SuaraJakarta.id - Warga Kampung Bayam, Pademangan, Jakarta Utara, menggeruduk Balai Kota Jakarta, pada Kamis (1/12/2022). Mereka menagih janji Pemprov DKI untuk bisa tinggal di kampung susun usai sebelumnya terkena gusuran akibat pemukiman mereka dibangun Jakarta Internasional Stadium (JIS).
Saat itu warga mau digusur lantaran dijanjikan oleh Pemorov DKI hunian yang lebih layak. Mereka akan dibuatkan kampung susun. Setelah rampung, warga bisa kembali tinggal disana.
Salah seorang warga, Jelly (42) mengaku saat digusur pada 2020 lalu, ia mendapat uang kompensasi senilai Rp 20 juta. Uang tersebut ia gunakan untuk mengontrak rumah sembari menunggu pembangunan itu rampung.
Rumah yang ditempati Jelly saat ini memiliki sewa Rp7 juta per tahun. Sembari menunggu pembangunan kampung susun, Jelly mengontrak rumah selama dua tahun. Pembayaran sewa menggunakan uang dari kompensasi.
Baca Juga:Yakin Anies Baswedan Bakal Hadiri Reuni 212, Habib Syakur: Itu Gerakan Politik Kekuasaan!
Namun nahas, jatuh tempo kontrakan Jelly habis pada 15 Oktober kemarin. Sementara hingga kini ia belum bisa masuk ke dalam hunian yang sebelumnya dijanjikan. Padahal 12 Oktober kemarin, Kampung Susun Bayam telah diresmikan oleh Anies Baswedan saat masih menjabat sebagai Gubernur Jakarta.

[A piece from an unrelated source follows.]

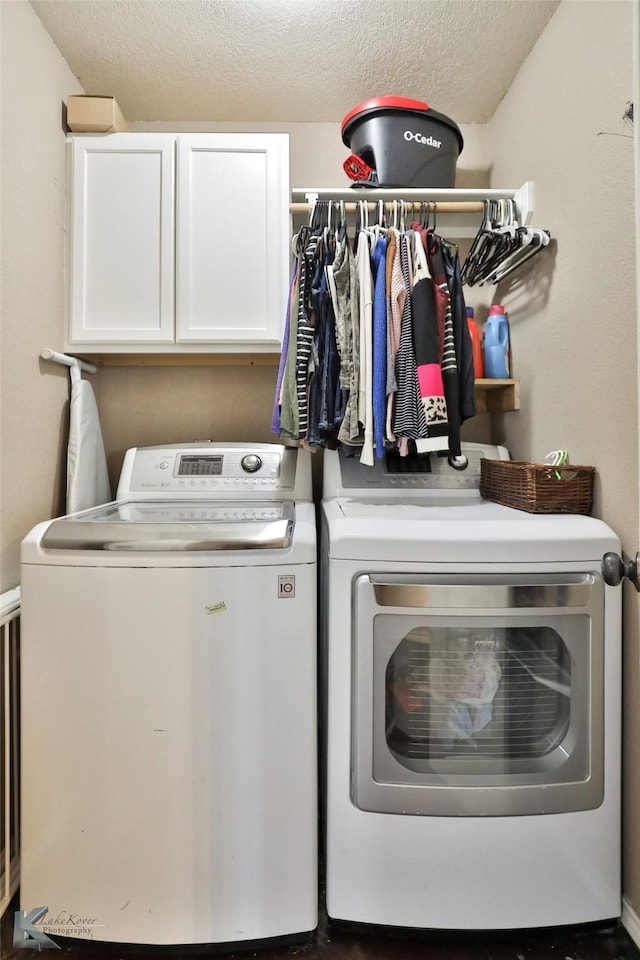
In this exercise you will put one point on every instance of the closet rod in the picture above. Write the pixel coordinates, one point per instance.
(410, 206)
(73, 362)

“Untung yang punya kontrakan ngerti. Saya dapat kompensasi sama yang punya sampai hari ini,” kata Jelly, saat ditemui Suara.com, di depan Balai Kota, Kamis.
Jelly saat ini hanya bisa pasrah. Barangnya mulai ia keluarkan dari kontrakannya, dititipkan kepada beberapa warga lain yang bisa menampungnya.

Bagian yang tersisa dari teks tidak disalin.